Copy editors enforce the publication’s standards. They often have to enforce rules that they themselves disagree with or might even find distasteful or silly. That’s why this quote spotted at Jim Romenesko’s site burns me up: “It’s unclear how or why this f-bomb made it past The Times’s prude copy-editors,” writes Rebecca Greenfield on The Atlantic Wire. (The New York Times allowed the word into print as part of a quote.)

I wish to tell all of those journalists and others who have never worked on a newspaper copy desk that the only reason copy editors get the “prude” label is that we are enforcing the standards of the real prudes: our editors-in-chief and the readers they don’t want to take calls from. I might personally shy away from using the notorious f-word in print myself, but that decision was well above my pay grade when I worked on a newspaper copy desk, even when I was a supervisor. We knew the standards and we followed them.

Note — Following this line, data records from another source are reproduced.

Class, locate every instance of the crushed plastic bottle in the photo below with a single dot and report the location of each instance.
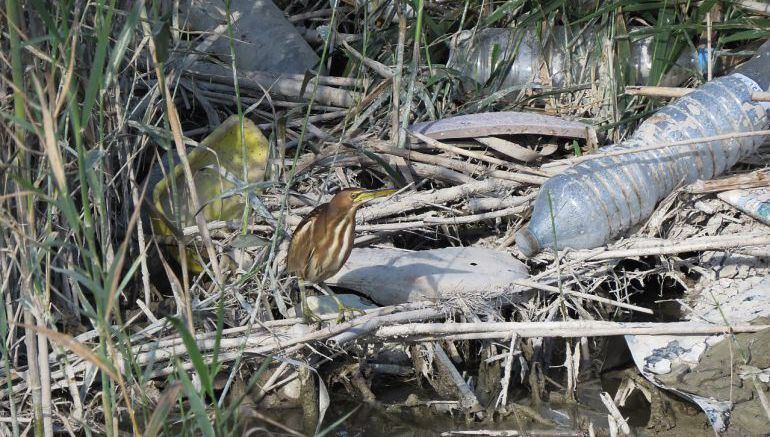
(599, 199)
(476, 55)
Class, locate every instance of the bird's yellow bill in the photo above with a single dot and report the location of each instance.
(366, 196)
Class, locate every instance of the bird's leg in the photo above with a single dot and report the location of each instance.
(342, 309)
(307, 314)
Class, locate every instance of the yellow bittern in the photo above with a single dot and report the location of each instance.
(324, 238)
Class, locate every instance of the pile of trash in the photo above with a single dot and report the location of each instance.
(545, 265)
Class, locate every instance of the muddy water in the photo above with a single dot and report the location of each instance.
(409, 411)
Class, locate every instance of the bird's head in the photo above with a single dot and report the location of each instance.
(352, 198)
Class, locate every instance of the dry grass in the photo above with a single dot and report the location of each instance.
(104, 333)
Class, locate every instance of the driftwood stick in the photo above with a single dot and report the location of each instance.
(424, 199)
(566, 329)
(662, 247)
(615, 413)
(454, 164)
(468, 399)
(378, 67)
(555, 290)
(458, 150)
(477, 204)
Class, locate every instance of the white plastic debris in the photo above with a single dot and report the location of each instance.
(393, 276)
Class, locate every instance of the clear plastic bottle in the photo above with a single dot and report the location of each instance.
(599, 199)
(563, 58)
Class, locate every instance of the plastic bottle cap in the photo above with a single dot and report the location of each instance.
(527, 242)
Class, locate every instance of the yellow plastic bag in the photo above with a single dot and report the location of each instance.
(220, 152)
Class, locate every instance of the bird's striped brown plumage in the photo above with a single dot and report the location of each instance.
(324, 238)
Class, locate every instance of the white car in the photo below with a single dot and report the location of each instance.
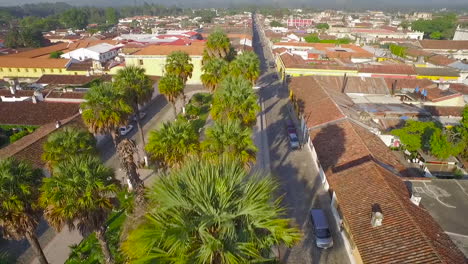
(125, 129)
(142, 115)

Copy editors are skeptical of everything, and that includes the standards of polite society. Many I have known over the years are the least prudish people I’ve encountered in newsrooms. Even those who consider themselves prudes come to that mindset after a scrupulous examination of reality and their own values.

Copy editors are a diverse bunch in their personal views, but they are professionals when it comes to their work, and they know the lines that their publications won’t cross. I also would bet my last dollar that the decision to allow that word into print was NOT made by a copy editor.